GLP-1 RA treatment is associated with weight loss but also with GI side effects such as nausea and vomiting. To what extent do these side effects contribute to the weight loss? Analysing data from five of the phase 3 trials in the clinical development programme for once-weekly s.c. semaglutide in T2D (SUSTAIN 1-5), Ahrén and co-workers examined this aspect and found that only a minor fraction of the observed weight loss was mediated by nausea and vomiting. Similar results were reported by Lingvay and colleagues, who found that the nausea and vomiting occurring during the dose-escalation phase of SUTAIN 3, 7 and 10 only had very little impact on the weight loss achieved by the participants at end-of-trial. 

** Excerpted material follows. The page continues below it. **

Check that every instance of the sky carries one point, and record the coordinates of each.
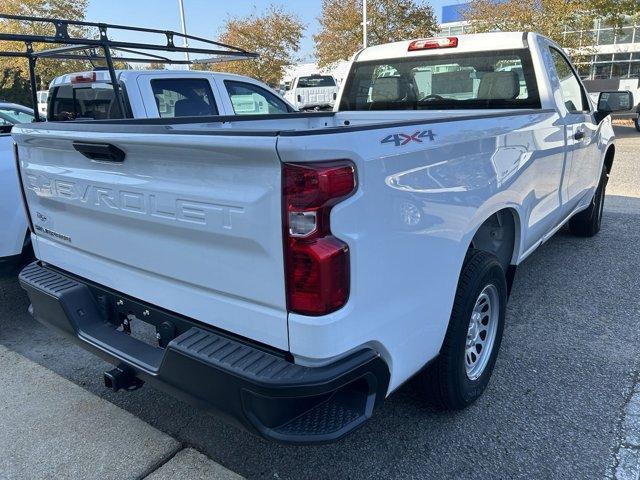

The effectiveness of GLP-1 RAs is a complex matter, governed by various factors including how well recipients are satisfied with and tolerate the treatment regimen. In a paper analysing various aspects of the effects of once-weekly s.c. semaglutide in SUSTAIN 2-5 and 7, Jendle et al. , evaluated the extent to which GI adverse events affected treatment satisfaction as assessed using the Diabetes Treatment Satisfaction Questionnaire (DTSQ), a patient-reported outcome. Although the picture was slightly more complex in SUSTAIN 7, the common finding was that treatment with semaglutide consistently improved treatment satisfaction (vs. active comparators or placebo) regardless of whether trial participants had experienced GI adverse events during treatment.